If ever I feel I have done injustice to a book in a review of it, this is it. Honestly, there are so many important principles in this book that they simply cannot be narrowed down to a few short paragraphs. This book is a treasure trove of information about the ways the most successful churches reach the unchurched. I unreservedly recommend this above any others regarding church growth.
11 of 11 found the following review helpful:
Church Growth Remains ElusiveJun 30, 2006
By Amazon Customer
With more research and "How To" books than any other time in history the American Church still seems to be on the decline. In this volume Thom Rainer, Dean of the Billy Graham School of Missions, Evangelism and Church Growth, takes his best shot at the problem. Is his "best shot" good enough? It's certainly helpful, but probably not a home run.
This book reiterates solid leadership principles.
This book insists (thankfully) that traditional conservative churches can grow without becoming "odd".
This book paints a vivid contrast between effective and ineffective pastors.
This book actually goes to those recently converted to Christianity and asks them why they converted.
This book was written by someone who knows what he is talking about.

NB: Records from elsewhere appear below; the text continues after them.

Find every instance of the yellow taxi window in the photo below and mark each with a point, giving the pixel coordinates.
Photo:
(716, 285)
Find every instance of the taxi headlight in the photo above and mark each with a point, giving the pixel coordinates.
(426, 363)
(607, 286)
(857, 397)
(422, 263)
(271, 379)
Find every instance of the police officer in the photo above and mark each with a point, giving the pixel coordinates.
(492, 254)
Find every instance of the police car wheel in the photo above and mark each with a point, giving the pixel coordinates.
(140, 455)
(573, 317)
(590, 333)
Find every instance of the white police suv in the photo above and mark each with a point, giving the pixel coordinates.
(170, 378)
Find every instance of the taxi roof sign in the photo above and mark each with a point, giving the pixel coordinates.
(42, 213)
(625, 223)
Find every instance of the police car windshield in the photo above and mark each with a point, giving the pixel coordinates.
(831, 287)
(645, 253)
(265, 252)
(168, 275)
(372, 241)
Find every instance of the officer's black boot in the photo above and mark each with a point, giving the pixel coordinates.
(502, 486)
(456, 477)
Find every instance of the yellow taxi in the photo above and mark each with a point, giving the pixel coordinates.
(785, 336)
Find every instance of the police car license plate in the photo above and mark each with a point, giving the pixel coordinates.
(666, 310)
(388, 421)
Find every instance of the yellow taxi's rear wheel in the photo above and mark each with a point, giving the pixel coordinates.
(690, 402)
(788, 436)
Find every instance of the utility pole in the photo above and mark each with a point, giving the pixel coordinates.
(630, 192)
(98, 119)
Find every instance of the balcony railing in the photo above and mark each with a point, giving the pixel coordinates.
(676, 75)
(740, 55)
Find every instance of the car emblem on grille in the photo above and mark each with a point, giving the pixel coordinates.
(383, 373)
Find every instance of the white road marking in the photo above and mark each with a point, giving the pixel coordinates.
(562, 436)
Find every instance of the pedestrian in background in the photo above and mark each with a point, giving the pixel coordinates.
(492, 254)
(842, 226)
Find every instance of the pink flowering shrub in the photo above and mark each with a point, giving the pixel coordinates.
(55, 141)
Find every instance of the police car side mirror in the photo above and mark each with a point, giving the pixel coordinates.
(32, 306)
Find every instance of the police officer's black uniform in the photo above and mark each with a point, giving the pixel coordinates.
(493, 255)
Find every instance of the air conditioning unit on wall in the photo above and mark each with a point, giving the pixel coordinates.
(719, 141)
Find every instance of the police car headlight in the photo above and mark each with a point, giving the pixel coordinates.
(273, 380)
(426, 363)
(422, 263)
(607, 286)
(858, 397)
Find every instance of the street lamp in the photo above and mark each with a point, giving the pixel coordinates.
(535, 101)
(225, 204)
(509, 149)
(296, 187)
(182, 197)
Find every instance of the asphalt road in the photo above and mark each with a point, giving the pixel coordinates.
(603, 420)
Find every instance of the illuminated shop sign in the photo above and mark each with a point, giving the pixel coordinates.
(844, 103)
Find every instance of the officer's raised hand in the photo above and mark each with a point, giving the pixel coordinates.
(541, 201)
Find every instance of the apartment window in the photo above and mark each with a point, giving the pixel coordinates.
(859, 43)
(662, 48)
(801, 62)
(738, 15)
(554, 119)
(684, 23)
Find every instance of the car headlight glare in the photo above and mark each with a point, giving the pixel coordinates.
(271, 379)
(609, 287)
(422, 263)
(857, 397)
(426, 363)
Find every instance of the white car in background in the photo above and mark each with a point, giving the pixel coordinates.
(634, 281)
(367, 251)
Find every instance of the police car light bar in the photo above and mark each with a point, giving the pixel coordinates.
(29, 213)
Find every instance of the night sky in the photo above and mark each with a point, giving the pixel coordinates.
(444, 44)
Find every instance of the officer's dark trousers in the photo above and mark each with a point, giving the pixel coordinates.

The research sample is too small and biased. Rainer studied 350 new Christians, 350 Christians who transferred to a new church, and 100 pastors - ALL from conservative evangelical churches! This is circular logic. That is, if you asked all of the new people who came to my church why they came to church, they would mostly respond that they liked particular aspects of my church. This only shows that my church has the ability to attract new persons, not that my church has the only way or even the best way. NCD (Natural Church Development) has interviewed more churches of more types on more continents than any other study. Do not overlook NCD material when researching this subject.
This book accepts national statistics that are no longer universally accepted. This book "assumes" that Conservative Evangelical and Fundamentalists Church in American outgrow liberal and mainstream churches. 10 years ago this statement could have been made as a fact. This is no longer the case. Recent studies have shown that conservative churches are also in decline at about the same rate. The reasons are heavily debated, but the results are that church growth is isolated in all Christian movements.
This book is a must read, if for no other reason, it reinforces that churches CAN be effective without being out of balance. But this book should not be viewed as the final word on the matter.
19 of 22 found the following review helpful:
I was amazed when I read this book, made me thinkAug 23, 2002
By Erich E. Geary
I bought this book thinking it would be like a number of current church growth book that focus on church growth with basic management princibles. What I got was a book that made me think and challenged some of my "sacred cows". Rainer uses scientific survey methods as the foundation of this book. He presents facts about those who came to church for the 1st time or returned after extended absence from the church (the formally un-churched). He asked, "What caused you join the church?" (the churched). He goes further than asking what would make one want to come to church by asking the new converts what brought them to the church. Well worth the read. At this time, I would consider it one of the top ten books to read on church growth and evangelism.
I like the fact it is based on actual research. Read it and use it to start discussions about the issues raised by the book.